The controversy follows another recent tweet in which the President made false claims about mail-in voting, which Twitter publicly fact-checked. Thus far, Facebook has disregarded the social network’s obligation to fight misinformation and failed to demonstrate an understanding of voter suppression and how the platform is uplifting President Trump’s call for violence against protesters. Public Knowledge is disappointed in Facebook’s decision to sidestep its responsibility to support democratic processes and constitutionally protected protests on its platform and stands in solidarity with the civil rights community, including The Leadership Conference on Civil and Human Rights, the NAACP Legal Defense and Educational Fund, and Color of Change, by refusing to accept Facebook funding.
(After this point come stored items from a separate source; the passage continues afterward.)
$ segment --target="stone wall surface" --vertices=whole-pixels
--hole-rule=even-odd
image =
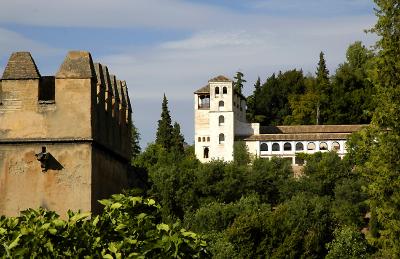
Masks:
[[[51,154],[43,172],[35,154]],[[68,209],[91,210],[90,144],[0,145],[0,215],[44,207],[65,216]]]
[[[129,187],[131,114],[126,82],[89,52],[69,52],[55,76],[13,53],[0,80],[0,215],[100,212],[98,199]]]

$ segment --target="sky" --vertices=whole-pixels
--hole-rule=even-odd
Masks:
[[[30,51],[54,75],[69,50],[126,80],[141,146],[154,141],[165,93],[172,120],[193,143],[193,92],[237,71],[244,94],[274,72],[314,73],[323,51],[334,73],[349,44],[372,46],[372,0],[2,0],[0,73]]]

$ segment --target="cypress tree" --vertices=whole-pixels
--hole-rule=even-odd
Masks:
[[[172,150],[177,152],[178,154],[183,154],[184,143],[185,143],[185,138],[181,133],[181,126],[179,125],[179,123],[175,122],[174,127],[172,129]]]
[[[161,108],[161,119],[158,120],[158,128],[156,135],[156,144],[161,145],[167,150],[171,149],[172,146],[172,124],[171,116],[168,110],[168,100],[164,94],[162,108]]]
[[[131,154],[132,159],[140,154],[141,148],[139,145],[140,134],[136,126],[131,121]]]
[[[329,71],[326,68],[326,61],[324,53],[321,51],[319,54],[318,68],[316,72],[317,78],[317,89],[316,94],[318,96],[316,103],[316,124],[321,124],[323,118],[328,116],[328,99],[329,99]],[[322,114],[322,116],[321,116]]]
[[[236,73],[236,76],[234,78],[236,79],[234,82],[234,89],[236,90],[236,92],[241,94],[243,89],[243,83],[247,81],[243,79],[243,73],[240,71]]]

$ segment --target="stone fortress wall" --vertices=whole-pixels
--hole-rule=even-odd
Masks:
[[[55,76],[13,53],[0,80],[0,215],[99,212],[128,187],[131,113],[126,82],[89,52],[69,52]]]

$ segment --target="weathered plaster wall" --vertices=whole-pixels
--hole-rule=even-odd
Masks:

The following can be attributed to Chris Lewis, President and CEO of Public Knowledge:
“Public Knowledge has a long history at the forefront of defending free speech and the First Amendment online. We also support laws, like Section 230 of the Communications Decency Act, that allow social networks to moderate their platforms freely, to take stands on controversial issues, and to serve as vehicles of free expression. I believe that different platforms can have different moderation policies. However, platforms shouldn’t hide behind the First Amendment as an excuse to allow hate, misinformation, and abuse to run rampant on their services, particularly when they hold such a dominant position in the marketplace. Doing so distorts what the First Amendment means, and ignores the influence that moderation has on our civic conversations and system of democracy.
“We believe Facebook can do better, and we call upon the company to play a constructive role in allowing a civil discourse online. That does not include turning a blind eye to messages that intimidate or suppress voters, spread misinformation, or endanger individuals and democracy.”